Senior transport correspondent Christopher Tan replies:

This message has been making its rounds for a couple of years now, and not only in Singapore. As far as we know, there has been no scientific study done to prove its claim. That, of course, does not mean there is no truth to it.

Car interiors emit volatile organic compounds (VOCs), which come primarily from plastic and other synthetic materials such as adhesives, and which some people associate with that "new car smell".

But, over the years, the level of VOCs in cars has dropped, thanks to tighter regulations in Europe. Car interiors no longer smell as pungent as they did 20 or 30 years ago. Only a small minority of cars still smell like a chemical factory, and they are usually from the budget brands.

The VOC level is higher when the car is new (hence, new car smell). After six to 12 months, the level drops significantly because the materials have "settled", and are no longer "off-gassing".

Benzene can be part of the VOC cocktail. But benzene is also found elsewhere (and in higher concentrations), such as in cigarette smoke and vehicle exhaust.

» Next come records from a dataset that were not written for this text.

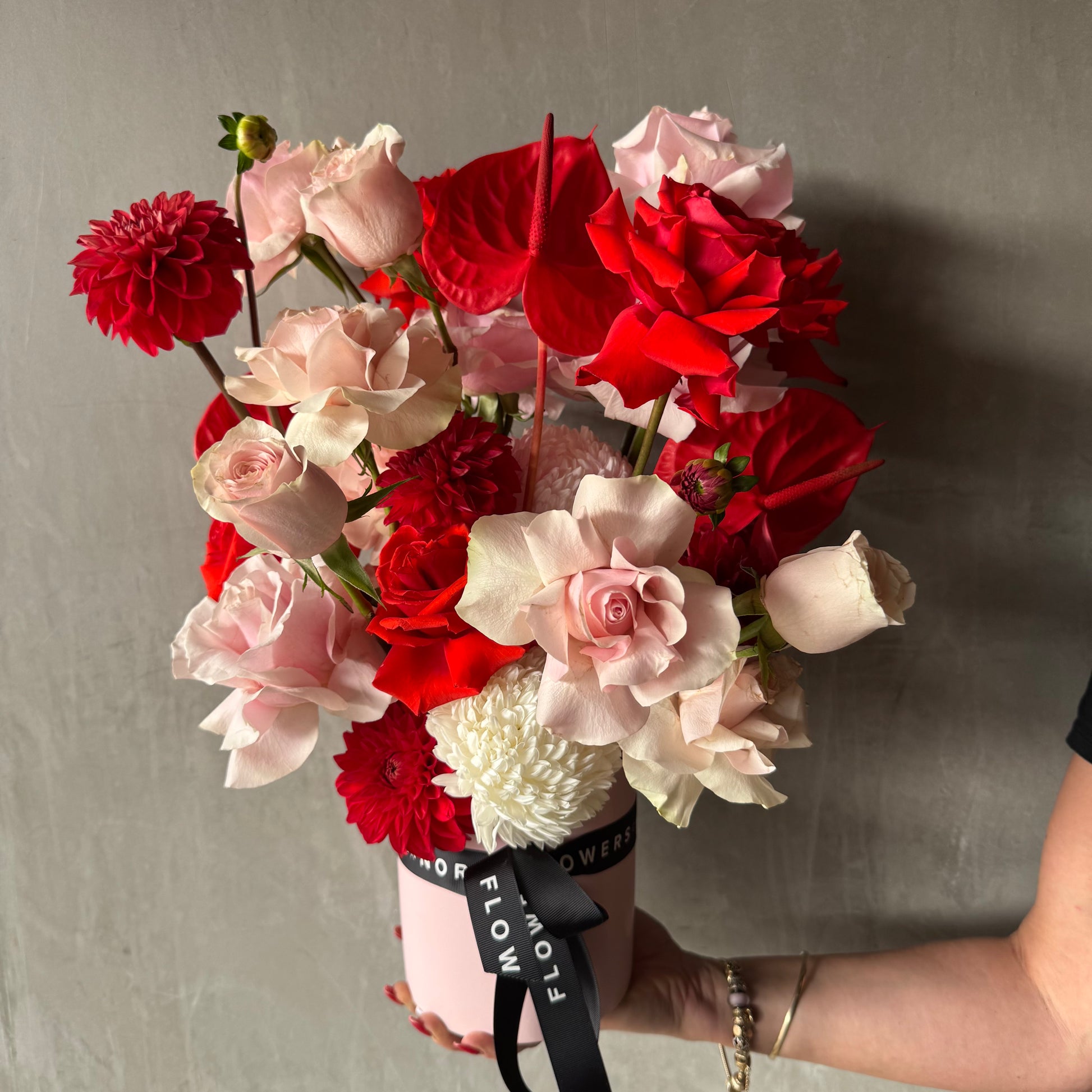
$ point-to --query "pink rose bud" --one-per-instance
(268, 489)
(271, 207)
(832, 597)
(362, 204)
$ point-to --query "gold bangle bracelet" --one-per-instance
(787, 1024)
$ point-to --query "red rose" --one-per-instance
(161, 271)
(700, 274)
(435, 655)
(387, 781)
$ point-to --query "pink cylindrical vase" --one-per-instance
(443, 966)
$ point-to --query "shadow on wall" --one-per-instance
(900, 826)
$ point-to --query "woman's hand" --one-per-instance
(673, 992)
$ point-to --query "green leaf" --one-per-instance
(280, 273)
(323, 265)
(373, 499)
(344, 564)
(310, 571)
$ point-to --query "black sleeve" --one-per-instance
(1080, 734)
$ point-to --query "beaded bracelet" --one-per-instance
(743, 1028)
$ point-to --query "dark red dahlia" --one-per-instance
(465, 472)
(387, 780)
(161, 271)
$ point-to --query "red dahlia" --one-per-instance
(465, 472)
(161, 271)
(387, 780)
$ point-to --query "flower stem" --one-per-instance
(218, 374)
(348, 284)
(256, 336)
(650, 435)
(536, 429)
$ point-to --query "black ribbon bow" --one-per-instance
(529, 914)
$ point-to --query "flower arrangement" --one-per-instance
(516, 616)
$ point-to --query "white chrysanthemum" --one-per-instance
(566, 457)
(526, 786)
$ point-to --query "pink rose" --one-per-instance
(369, 533)
(718, 738)
(271, 208)
(285, 649)
(362, 204)
(278, 501)
(703, 149)
(352, 375)
(624, 626)
(831, 597)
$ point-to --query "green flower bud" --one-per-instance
(256, 138)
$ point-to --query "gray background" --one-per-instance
(159, 933)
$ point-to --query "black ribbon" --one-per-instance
(529, 915)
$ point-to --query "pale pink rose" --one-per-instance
(286, 650)
(498, 354)
(834, 595)
(265, 486)
(352, 375)
(718, 738)
(362, 204)
(271, 208)
(369, 533)
(624, 626)
(703, 149)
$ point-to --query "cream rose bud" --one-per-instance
(362, 204)
(268, 489)
(834, 595)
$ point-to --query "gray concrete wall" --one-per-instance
(159, 933)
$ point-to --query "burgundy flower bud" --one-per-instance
(705, 484)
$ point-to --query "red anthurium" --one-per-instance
(701, 271)
(480, 254)
(806, 451)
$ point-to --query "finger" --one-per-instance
(403, 996)
(439, 1031)
(479, 1042)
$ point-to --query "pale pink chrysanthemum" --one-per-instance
(566, 457)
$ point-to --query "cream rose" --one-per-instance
(362, 204)
(352, 375)
(834, 595)
(703, 149)
(624, 626)
(258, 481)
(718, 738)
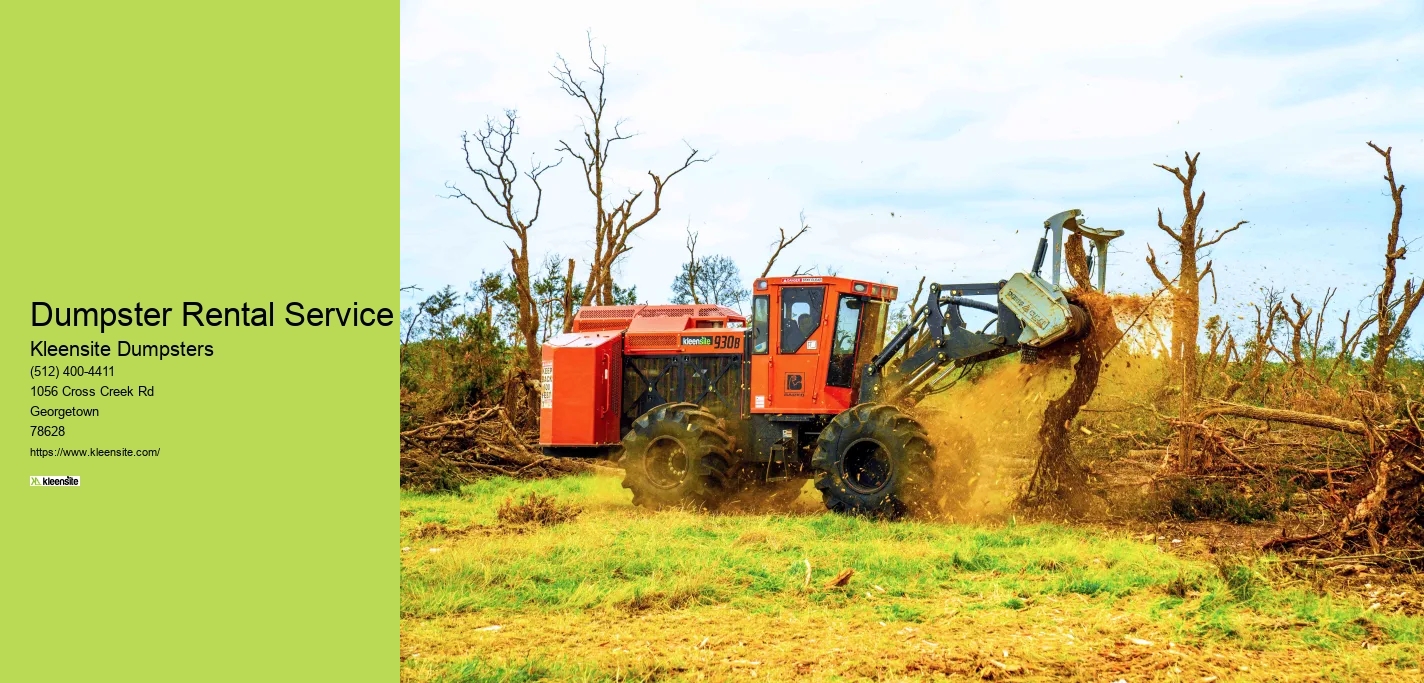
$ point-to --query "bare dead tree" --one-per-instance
(1186, 293)
(489, 158)
(568, 298)
(1349, 342)
(692, 263)
(1297, 325)
(782, 244)
(1317, 326)
(614, 221)
(1391, 315)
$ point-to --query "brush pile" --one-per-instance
(445, 456)
(1380, 515)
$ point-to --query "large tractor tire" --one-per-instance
(873, 460)
(677, 456)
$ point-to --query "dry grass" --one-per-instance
(623, 594)
(537, 510)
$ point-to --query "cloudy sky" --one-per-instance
(934, 138)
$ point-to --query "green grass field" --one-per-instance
(624, 594)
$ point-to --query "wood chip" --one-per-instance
(840, 578)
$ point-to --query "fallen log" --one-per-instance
(1283, 416)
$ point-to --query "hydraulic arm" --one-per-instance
(1030, 313)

In fact, in Singapore, there is probably a higher level of benzene on the kerbside than in most other developed countries because regulators have not put a cap on benzene level in petrols until very recently.

Motorists here also have an unwarranted fondness for higher-octane fuels, which usually contain more benzene.

So, in short, you are probably safer breathing the air in the cabin than outside if you are caught in traffic.

Having said that, it is always better to wind down the windows when you first enter a sun-baked vehicle. That is the best way to dissipate trapped heat.

Doing this will allow the air-con to work more efficiently in bringing the temperature down. If you do not do this, the air-con unit will need a far longer time to cool the cabin, and you are wasting energy.

A rule of thumb would be to keep the windows down until you feel the temperature falling.

If you are still worried, equip your car with a charcoal air filter. This device will not only soak up any remaining VOCs in a cabin (especially when the car is new), it will also help trap unpleasant odours which arise when a car ages. The charcoal needs to be replaced regularly, though.